Originally published on Medium on April 23, 2018

Database streaming and processing Working with large databases requires proper tools and techniques

As the demand for Data Scientists continues to increase, and is being dubbed the “sexiest job of the 21st century” by various outlets (including Harvard Business Review), questions have been asked of what skills should aspiring data scientists master on their way to their first data analyst job.

There is now a plethora of online courses to gain the skills needed for a data scientist to be good at their job (excellent reviews of online resources here and here).
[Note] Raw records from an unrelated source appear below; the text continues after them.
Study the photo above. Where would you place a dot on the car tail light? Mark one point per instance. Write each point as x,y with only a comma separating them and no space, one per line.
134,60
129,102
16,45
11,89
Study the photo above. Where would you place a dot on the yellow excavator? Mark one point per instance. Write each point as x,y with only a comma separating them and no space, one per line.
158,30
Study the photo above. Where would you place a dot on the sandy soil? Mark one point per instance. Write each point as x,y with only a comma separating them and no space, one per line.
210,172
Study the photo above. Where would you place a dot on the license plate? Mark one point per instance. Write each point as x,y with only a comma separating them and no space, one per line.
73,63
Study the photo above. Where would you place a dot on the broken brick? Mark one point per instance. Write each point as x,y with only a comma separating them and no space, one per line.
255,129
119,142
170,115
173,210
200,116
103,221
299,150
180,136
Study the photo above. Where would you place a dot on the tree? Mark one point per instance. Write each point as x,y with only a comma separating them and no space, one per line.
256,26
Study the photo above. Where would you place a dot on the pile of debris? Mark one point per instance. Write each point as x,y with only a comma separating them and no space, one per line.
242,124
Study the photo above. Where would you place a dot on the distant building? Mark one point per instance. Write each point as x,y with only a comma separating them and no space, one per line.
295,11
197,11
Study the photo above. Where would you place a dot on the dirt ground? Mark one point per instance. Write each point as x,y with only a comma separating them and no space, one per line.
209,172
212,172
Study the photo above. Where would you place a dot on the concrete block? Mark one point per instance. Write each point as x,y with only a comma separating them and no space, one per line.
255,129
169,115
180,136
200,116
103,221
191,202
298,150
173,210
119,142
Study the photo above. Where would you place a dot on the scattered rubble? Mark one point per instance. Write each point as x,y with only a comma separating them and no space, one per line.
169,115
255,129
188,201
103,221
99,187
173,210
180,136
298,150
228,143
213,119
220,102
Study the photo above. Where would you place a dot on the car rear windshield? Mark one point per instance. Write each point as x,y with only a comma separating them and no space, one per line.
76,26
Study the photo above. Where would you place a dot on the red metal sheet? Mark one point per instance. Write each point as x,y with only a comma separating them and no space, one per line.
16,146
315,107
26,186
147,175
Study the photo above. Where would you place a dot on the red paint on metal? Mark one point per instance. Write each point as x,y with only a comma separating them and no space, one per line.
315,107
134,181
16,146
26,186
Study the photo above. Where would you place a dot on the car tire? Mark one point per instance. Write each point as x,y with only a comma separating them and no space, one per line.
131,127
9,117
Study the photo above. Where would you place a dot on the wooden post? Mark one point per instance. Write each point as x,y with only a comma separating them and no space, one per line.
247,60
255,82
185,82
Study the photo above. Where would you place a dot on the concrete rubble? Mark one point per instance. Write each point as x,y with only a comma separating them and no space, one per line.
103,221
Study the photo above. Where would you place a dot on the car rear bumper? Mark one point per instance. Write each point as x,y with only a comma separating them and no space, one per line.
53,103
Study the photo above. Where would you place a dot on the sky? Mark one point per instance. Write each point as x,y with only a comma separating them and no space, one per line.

However, as I reviewed the various courses myself, I noticed that a lot of focus is put on exciting and flashy topics like Machine Learning and Deep Learning without covering the basics of what is needed to gather and store datasets needed for such analysis.

(Big) Data Science

Before we go into PostgreSQL, I suspect many of you have the same question: why should I care about SQL?

Although database management may seem like a boring topic for aspiring data scientists — implementing a dog breed classifier is very rewarding I know! — it is a necessary skill once you join the industry and the data supports this: SQL remains the most common and in-demand skill listed in LinkedIn job postings for data science jobs.

SQL and Big Data SQL is a necessary skill in many data science applications with large datasets

Pandas can perform the most common SQL operations well but is not suitable for large databases — its main limit comes to the amount of data one can fit in memory. Hence, if a data scientist is working with large databases, SQL is used to transform the data into something manageable for pandas before loading it in memory.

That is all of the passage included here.